For glass fusing, they will attach at 1200˚F, will gloss between 1300 & 1350˚ and could be fired as high as 1450˚.
GPP powders are opaque colors but light will pass through them on glass. Colors are most vibrant on an opaque white glass. They are not as vibrant on clear glass.
Painting and Mixing Mediums:
For dry powder painting enamels and pigments some form of wet medium is necessary to make painting possible. Many materials could be used. The primary requirement for enamel painting is that the medium will not leave any ash after firing or will not create bubbles in the glass after firing.
Painting mediums can be either water or oil based. Water mediums are good for washes, and have no odor when using.
They tend to dry much faster than oil based mediums, shortening the working time.
Oil based mediums allow more working time and they disperse the powder in a more controlled manner. Sharper, thin lines can be achieved. Oil based mediums may need to be ‘smoked’ (as mentioned earlier in the article) before firing, depending on how much oil has be used.
Some of the oil based mediums have a strong pine odor such as Squeegee Oil (A-4), Thinning Oil #5 (A-5) and Screening Oil (A-8). The squeegee oil is more viscous than most of the other oils. It is the oil used in the 900E series – oil base. It is the best oil to mix powders with for use in a crow quill pen.
Thinning oil #5 is a less viscous version of the squeegee oil.
The screening oil is a refined squeegee oil which allows for better resolution and less spreading or blurring of the oil after painting.

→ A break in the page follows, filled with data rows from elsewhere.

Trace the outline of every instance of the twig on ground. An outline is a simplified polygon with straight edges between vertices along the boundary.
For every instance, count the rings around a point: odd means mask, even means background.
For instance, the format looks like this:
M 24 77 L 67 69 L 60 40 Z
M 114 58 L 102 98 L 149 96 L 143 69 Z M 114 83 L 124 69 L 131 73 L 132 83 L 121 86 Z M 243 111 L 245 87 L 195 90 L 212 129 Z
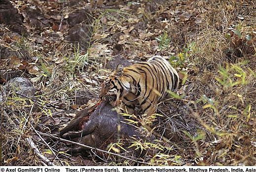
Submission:
M 50 137 L 52 138 L 57 139 L 57 140 L 60 140 L 61 141 L 64 141 L 64 142 L 68 142 L 68 143 L 70 143 L 76 144 L 76 145 L 78 145 L 79 146 L 82 146 L 82 147 L 86 147 L 86 148 L 91 149 L 91 150 L 98 150 L 98 151 L 101 151 L 101 152 L 103 152 L 103 153 L 108 153 L 109 154 L 116 156 L 119 157 L 120 158 L 125 159 L 126 160 L 132 161 L 133 161 L 133 162 L 136 162 L 139 163 L 142 163 L 142 164 L 147 164 L 147 165 L 149 165 L 149 164 L 148 164 L 147 163 L 145 163 L 144 162 L 142 162 L 142 161 L 138 161 L 138 160 L 135 160 L 132 159 L 131 158 L 127 158 L 127 157 L 126 157 L 125 156 L 117 154 L 114 153 L 112 153 L 112 152 L 108 152 L 108 151 L 106 151 L 106 150 L 100 149 L 98 149 L 98 148 L 95 148 L 95 147 L 91 147 L 91 146 L 87 146 L 87 145 L 84 145 L 84 144 L 81 144 L 81 143 L 76 143 L 76 142 L 74 142 L 69 141 L 68 140 L 66 140 L 66 139 L 61 139 L 61 138 L 58 138 L 58 137 L 55 137 L 55 136 L 52 136 L 51 135 L 50 135 L 50 134 L 46 134 L 46 133 L 40 132 L 38 131 L 37 132 L 38 132 L 39 133 L 40 133 L 42 135 Z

Lavender Oil (A-11) is good for fine details and smells like lavender. Clove Oil (A-10) is good for washes and smells like cloves. Painting Oil for Miniatures (A-12) is good for miniature style painting where extremely minimal oil is to be used. It has very little odor.
Water based mediums such as Klyr-Fire (A-1), Agar (A-2), Enamel Holding Agent (A-3) have thickening (body of the
medium) and gum-like (holding agent) properties. Diluted with water (1 pt. water, 1 part medium; or 1 pt. water, 3 parts
medium) these gum solutions make good painting mediums.
They have no odor, however, they dry very quickly. Water based mediums do not have to be ‘smoked’ before firing.
Acrylic Medium (A-13) is a water based acrylic polymer resin.
This medium is slick, has a somewhat viscous body when used full strength. Mixed with painting enamel, the mixture when dry becomes very hard. It is possible to paint over the dried painting enamel before firing. It can be thinned with water as desired. It does not have an odor.
Painting and Screening Medium (A-14) has the best of both worlds – it acts like an oil medium, but is water soluble and has no odor. This medium is most suitable for multi-purpose use. It works great as a painting medium, can be used for screening enamels and works well as a medium for air brushing.
It can be diluted with water. It may need a small amount of ‘smoking’ before firing, but not nearly as much as other oils require.